Der Bundespräsident hat seine Teilnahme an der Gedenkfeier in Danzig zum Weltkriegsbeginn 1939 zu sehr kritischen Worten gegenüber Russland genutzt. Zugleich positionierte Gauck Deutschland fest an der Seite Polens.

Bundespräsident Joachim Gauck und Polens Staatschef Bronislaw Komorowski bei der Gedenkfeier auf der Westerplatte bei Danzig (Foto: picture-alliance/dpa)
Bild: picture-alliance/dpa

Bundespräsident Joachim Gauck hat eine entschlossene Reaktion des Westens auf die russische Aggression gegen die Ukraine angekündigt. "Wir werden Politik, Wirtschaft und Verteidigungsbereitschaft den neuen Umständen anpassen, sagte er bei der zentralen polnischen Feier zum Gedenken an den deutschen Überfall vor 75 Jahren und den Beginn des Zweiten Weltkriegs. Von Moskau verlangte er bei dem Auftritt mit seinem polnischen Amtskollegen Bronislaw Komorowski auf der Westerplatte bei Danzig (Artikelbild), sich wieder an das Völkerrecht zu halten.

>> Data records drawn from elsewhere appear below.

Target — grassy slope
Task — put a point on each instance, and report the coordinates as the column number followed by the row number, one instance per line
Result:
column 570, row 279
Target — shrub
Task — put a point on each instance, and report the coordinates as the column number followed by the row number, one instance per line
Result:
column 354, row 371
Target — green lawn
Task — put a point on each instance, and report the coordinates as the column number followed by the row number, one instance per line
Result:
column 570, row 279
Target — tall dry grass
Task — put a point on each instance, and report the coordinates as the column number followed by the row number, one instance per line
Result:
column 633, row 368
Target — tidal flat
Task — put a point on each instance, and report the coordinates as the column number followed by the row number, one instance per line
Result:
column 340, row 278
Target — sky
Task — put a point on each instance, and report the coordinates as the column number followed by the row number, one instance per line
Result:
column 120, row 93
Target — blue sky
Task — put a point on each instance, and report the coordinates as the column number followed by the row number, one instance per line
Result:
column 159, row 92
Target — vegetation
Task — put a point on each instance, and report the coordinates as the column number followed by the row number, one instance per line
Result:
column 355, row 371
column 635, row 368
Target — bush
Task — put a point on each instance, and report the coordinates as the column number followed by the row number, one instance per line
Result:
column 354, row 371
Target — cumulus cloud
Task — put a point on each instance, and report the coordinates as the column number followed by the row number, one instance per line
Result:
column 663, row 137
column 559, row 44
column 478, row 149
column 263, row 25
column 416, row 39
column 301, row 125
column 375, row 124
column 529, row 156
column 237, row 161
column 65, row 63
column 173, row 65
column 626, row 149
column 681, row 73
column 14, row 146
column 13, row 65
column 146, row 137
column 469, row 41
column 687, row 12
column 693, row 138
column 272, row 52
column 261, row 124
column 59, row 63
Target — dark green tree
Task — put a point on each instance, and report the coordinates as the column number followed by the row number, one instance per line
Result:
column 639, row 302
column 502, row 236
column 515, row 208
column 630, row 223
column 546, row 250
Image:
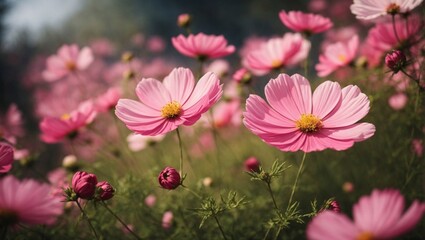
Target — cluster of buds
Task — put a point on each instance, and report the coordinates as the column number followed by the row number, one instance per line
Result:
column 86, row 186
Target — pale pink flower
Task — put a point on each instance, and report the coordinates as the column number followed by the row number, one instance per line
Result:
column 28, row 202
column 6, row 157
column 398, row 101
column 167, row 220
column 138, row 142
column 68, row 59
column 370, row 9
column 378, row 216
column 202, row 46
column 108, row 100
column 383, row 39
column 306, row 23
column 55, row 129
column 296, row 120
column 277, row 53
column 336, row 56
column 165, row 106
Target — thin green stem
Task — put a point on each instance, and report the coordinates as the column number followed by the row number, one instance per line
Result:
column 87, row 218
column 181, row 152
column 296, row 180
column 121, row 221
column 219, row 226
column 394, row 28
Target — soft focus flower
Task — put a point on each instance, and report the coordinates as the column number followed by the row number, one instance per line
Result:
column 69, row 59
column 6, row 157
column 202, row 46
column 398, row 101
column 277, row 53
column 150, row 200
column 297, row 120
column 167, row 220
column 165, row 106
column 84, row 184
column 27, row 202
column 138, row 142
column 378, row 216
column 306, row 23
column 252, row 164
column 169, row 178
column 370, row 9
column 183, row 20
column 105, row 191
column 108, row 100
column 55, row 129
column 395, row 60
column 337, row 55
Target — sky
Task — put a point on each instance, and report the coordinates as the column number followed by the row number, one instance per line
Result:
column 33, row 15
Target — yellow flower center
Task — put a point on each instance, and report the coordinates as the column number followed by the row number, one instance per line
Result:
column 276, row 64
column 393, row 9
column 70, row 65
column 65, row 116
column 171, row 110
column 308, row 123
column 365, row 236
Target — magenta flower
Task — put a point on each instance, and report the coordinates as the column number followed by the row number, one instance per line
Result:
column 84, row 184
column 252, row 164
column 27, row 202
column 6, row 157
column 370, row 9
column 306, row 23
column 202, row 46
column 277, row 53
column 174, row 102
column 169, row 178
column 378, row 216
column 105, row 191
column 297, row 120
column 336, row 56
column 55, row 129
column 69, row 59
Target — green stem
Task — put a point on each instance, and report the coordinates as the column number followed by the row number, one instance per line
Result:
column 87, row 218
column 181, row 152
column 296, row 180
column 121, row 221
column 219, row 226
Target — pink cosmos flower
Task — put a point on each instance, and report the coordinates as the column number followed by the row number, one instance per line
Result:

Bereits am frühen Morgen hatte der polnische Regierungschef und künftige Vorsitzende des EU-Rates Donald Tusk dafür plädiert, auf dem NATO-Gipfel in wenigen Tagen das Bündnis zu stärken. "Wenn wir heute auf die Tragödie der Ukrainer blicken, auf den Krieg im Osten unseres Kontinents, dann wissen wir, dass der September 1939 sich nicht wiederholen darf. Heute ist noch Zeit, denen Einhalt zu gebieten, für die Gewalt zum Arsenal ihres Handelns gehört", sagte er auf dem Gedenkappell auf der Halbinsel Westerplatte um 4.45 Uhr. Zu diesem Zeitpunkt waren am 1. September 1939 die ersten Schüsse des Zweiten Weltkriegs gefallen.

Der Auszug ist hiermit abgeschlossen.